通过Python脚本在网页中填充表单值(非测试)
我需要通过Python在一个目标页面上填写表单,然后点击一个按钮。我查过Selenium和Windmill,但这些都是测试框架——我并不是在做测试。我想要程序化地登录一个第三方网站,然后下载并解析一个文件,以便把它插入到我们的数据库里。问题是这些测试框架会启动浏览器实例;我只是想要一个可以每天定时运行的脚本,来获取我想要的页面。有没有办法做到这一点?
5 个回答
8
你可以使用标准的 urllib
库来做到这一点,方法如下:
import urllib
urllib.urlretrieve("http://www.google.com/", "somefile.html", lambda x,y,z:0, urllib.urlencode({"username": "xxx", "password": "pass"}))
20
看看这个使用Mechanize的例子:它会给你一个基本的概念:
#!/usr/bin/python
import re
from mechanize import Browser
br = Browser()
# Ignore robots.txt
br.set_handle_robots( False )
# Google demands a user-agent that isn't a robot
br.addheaders = [('User-agent', 'Firefox')]
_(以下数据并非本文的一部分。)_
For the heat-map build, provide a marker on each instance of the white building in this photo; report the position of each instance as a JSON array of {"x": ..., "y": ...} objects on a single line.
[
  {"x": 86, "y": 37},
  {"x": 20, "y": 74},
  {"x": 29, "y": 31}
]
# Retrieve the Google home page, saving the response
br.open( "http://google.com" )
# Select the search box and search for 'foo'
br.select_form( 'f' )
br.form[ 'q' ] = 'foo'
# Get the search results
br.submit()
# Find the link to foofighters.com; why did we run a search?
resp = None
for link in br.links():
siteMatch = re.compile( 'www.foofighters.com' ).search( link.url )
if siteMatch:
resp = br.follow_link( link )
break
# Print the site
content = resp.get_data()
print content
33
你在寻找 Mechanize
这是一个提交表单的示例:
import re
from mechanize import Browser
br = Browser()
br.open("http://www.example.com/")
br.select_form(name="order")
# Browser passes through unknown attributes (including methods)
# to the selected HTMLForm (from ClientForm).
br["cheeses"] = ["mozzarella", "caerphilly"] # (the method here is __setitem__)
response = br.submit() # submit current form